The Nigeria Labour Congress (NLC), has condemned the disruption of the peaceful protest by members of the Senior Staff Association of Nigerian Universities (SSANU) and the Non-Academic Staff Union of Educational and Associated Institutions (NASU), by security operatives, preventing the union’s from protesting their withheld salaries.
After mobilising members to the Unity fountain, the venue for convergence and a pre-departure briefing with newsmen, a mild drama however occurred when the police used their bulletproof armoured tank to block the entrance of the fountain to prevent the aggrieved non-academic workers from proceeding on a peaceful March to the ministries of Education, and Labour and Employment, to drop off letters.
The planned demonstration, organized by the Joint Action Committee of both unions and led by the President of SSANU, Mohammed Aruna Ibrahim and General Secretary of NASU, Comrade Peters Adeyemi on Thursday in Abuja, was aimed at addressing the Federal government’s failure to pay their members’ salaries for the past four months.
Efforts by the protesters to negotiate their exit were unsuccessful until leaders engaged with Department of State Security (DSS) personnel who eventually allowed a select group to proceed by vehicle to deliver protest letters to the ministries.
The NLC in a statement signed by its Head of Information and Public Affairs, Benson Upah, advised the government to tread carefully in order not to court a major national protest beyond its control, even as it demanded an unreserved apology from the police to NASU and SSANU for violating their rights.
The statement reads: “The FCT Police Command Commissioner, Compol Bennett Igweh deservedly earned our outrage and contempt by violently breaking up a peaceful protest at Unity Fountain on Thursday, July 18, 2024, by members of two of our affiliates, NASU and SSANU.
“Compol Igweh caused to be deployed to the venue of the protest, armoured tanks, assault dogs and police personnel in battle gear who broke up the peaceful protest using excessive force and other hostile means.
“The behaviour of the police is an affront to the 1999 constitution (as amended), ILO Conventions 87 and 98 and African Charter on People and Human Rights which guarantee freedom of association and speech; a violation of the Supreme Court ruling that citizens do not need the permit or approval of the police to peacefully protest and an insult to the dignity of self-respecting and law-abiding citizens.
“We need to let the powers that be, especially Compol Igweh and those who sent him that we are not in a Police State and if his intentions are to scare and intimidate workers protesting under the law, then they have picked on the wrong customers.
“We fought for this democracy and we will not fold our hands and allow intestinal-minded people to destroy it.
“We are concerned that officers like Compol Igweh who should be inspiring a new generation of officers away from the colonial traditions of policing are the ones leading the charge into the abyss.
“We want to assure him and his ilks that no one will bestow on him a medal for his unprofessional and disgusting behaviour.

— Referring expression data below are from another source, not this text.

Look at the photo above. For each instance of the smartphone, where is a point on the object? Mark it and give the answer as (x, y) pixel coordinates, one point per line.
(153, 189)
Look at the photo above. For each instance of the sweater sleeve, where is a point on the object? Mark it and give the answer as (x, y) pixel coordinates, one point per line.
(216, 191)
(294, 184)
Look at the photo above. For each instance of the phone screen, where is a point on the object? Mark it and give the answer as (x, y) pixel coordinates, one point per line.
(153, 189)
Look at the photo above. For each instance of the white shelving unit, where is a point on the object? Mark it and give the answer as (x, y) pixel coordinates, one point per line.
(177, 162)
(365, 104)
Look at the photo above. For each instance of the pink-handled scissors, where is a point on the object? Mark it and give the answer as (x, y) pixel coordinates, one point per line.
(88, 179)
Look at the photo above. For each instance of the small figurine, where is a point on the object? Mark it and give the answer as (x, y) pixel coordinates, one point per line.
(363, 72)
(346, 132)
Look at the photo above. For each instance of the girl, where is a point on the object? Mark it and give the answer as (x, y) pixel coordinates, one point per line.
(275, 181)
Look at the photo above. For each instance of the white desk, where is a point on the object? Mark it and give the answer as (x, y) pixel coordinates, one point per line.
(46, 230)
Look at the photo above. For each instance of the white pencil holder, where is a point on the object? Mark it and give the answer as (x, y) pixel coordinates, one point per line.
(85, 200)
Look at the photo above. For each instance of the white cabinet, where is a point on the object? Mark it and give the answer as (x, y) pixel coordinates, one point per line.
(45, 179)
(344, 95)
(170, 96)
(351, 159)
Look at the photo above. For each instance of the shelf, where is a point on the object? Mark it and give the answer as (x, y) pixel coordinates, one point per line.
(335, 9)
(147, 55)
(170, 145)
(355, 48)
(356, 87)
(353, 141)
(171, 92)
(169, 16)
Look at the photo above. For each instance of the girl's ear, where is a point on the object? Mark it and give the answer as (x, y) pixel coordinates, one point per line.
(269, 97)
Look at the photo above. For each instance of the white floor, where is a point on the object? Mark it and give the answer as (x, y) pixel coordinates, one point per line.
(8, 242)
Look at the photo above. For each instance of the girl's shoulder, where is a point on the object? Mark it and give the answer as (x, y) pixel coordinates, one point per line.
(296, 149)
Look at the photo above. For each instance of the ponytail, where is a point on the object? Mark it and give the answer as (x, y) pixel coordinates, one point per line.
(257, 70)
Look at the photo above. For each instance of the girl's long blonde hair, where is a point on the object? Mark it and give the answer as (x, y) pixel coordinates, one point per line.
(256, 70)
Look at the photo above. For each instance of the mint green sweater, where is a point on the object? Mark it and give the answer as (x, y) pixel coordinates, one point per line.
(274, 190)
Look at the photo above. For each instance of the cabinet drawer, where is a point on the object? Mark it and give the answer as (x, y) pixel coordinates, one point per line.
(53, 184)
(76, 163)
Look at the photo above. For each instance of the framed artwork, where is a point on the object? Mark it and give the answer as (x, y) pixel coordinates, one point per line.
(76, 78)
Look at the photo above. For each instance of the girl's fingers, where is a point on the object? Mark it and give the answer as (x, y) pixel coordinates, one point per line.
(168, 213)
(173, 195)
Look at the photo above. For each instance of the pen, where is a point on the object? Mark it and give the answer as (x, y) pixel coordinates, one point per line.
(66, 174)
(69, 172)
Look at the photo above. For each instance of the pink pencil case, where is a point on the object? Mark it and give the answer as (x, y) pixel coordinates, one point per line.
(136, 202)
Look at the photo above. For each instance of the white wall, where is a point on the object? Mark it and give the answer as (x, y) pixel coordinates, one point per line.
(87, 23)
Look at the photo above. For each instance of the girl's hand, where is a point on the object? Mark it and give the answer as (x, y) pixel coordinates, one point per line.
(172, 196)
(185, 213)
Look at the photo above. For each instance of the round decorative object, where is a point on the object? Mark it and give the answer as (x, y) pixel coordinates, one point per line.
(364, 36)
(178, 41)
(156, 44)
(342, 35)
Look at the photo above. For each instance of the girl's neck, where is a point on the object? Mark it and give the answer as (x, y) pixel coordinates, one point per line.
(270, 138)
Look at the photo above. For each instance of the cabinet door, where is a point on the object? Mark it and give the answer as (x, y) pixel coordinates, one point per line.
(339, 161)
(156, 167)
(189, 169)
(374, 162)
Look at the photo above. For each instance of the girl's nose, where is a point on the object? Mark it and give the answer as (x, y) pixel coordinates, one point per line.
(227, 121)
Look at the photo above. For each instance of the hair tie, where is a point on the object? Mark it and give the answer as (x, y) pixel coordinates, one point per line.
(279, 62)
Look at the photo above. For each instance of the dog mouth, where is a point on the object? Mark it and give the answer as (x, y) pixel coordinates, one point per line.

However, in the event he finds himself as one of the beneficiaries of this new bizarre bazaar of self-bemedalling, we say ahead of time that it is not a medal to wear with honour.”
While criticising the actions of the FCT Police Command Commissioner, Compol Bennett Igweh against civil and law-abiding citizens, the NLC accused him of sleeping on duty and allowing criminals to take over the city
“Under Compol Igweh’s watch, FCT has been crawling with bandits, criminals and crooks (both in low and high places) even in the heart of the city. Life has never been this frightening for law-abiding citizens. Instead of training the turrets of his armoured tanks on these social misfits, it is peaceful workers who are his victims.
“Igweh does not need to go far for a refresher course on safe-guarding FCT. One of his predecessors who is now a DIG (who rid Abuja of crime and still related well with citizens) is only an ear-shot away at Louis Edet House.
“The reason for the peaceful protest by NASU and SSANU is very much in the public domain non-payment of their four-months withheld salaries after workers in other unions were paid for the same strike action.
“The two unions had exhausted all means lawful over a long stretch of time including a warning strike as a means for getting their salaries paid.
“But clearly, the government took their maturity and patience for granted. What the government failed to realise was that it was not only imperilling the tranquillity in the university education environment, it was acting in violation of the constitution which says no citizen should be discriminated against!
“If the government and the police are proud lawbreakers, what moral justification do they have to expect others to be of good behaviour?
“In light of this, we demand an immediate police apology to NASU and SSANU members whom they violated.
“We also demand the immediate payment of the withheld salaries. We had had cause to write to the government as well as issued a press statement on this matter in the recent past.
“Government will be courting a major national industrial protest if it continues to ignore our wise counsel.”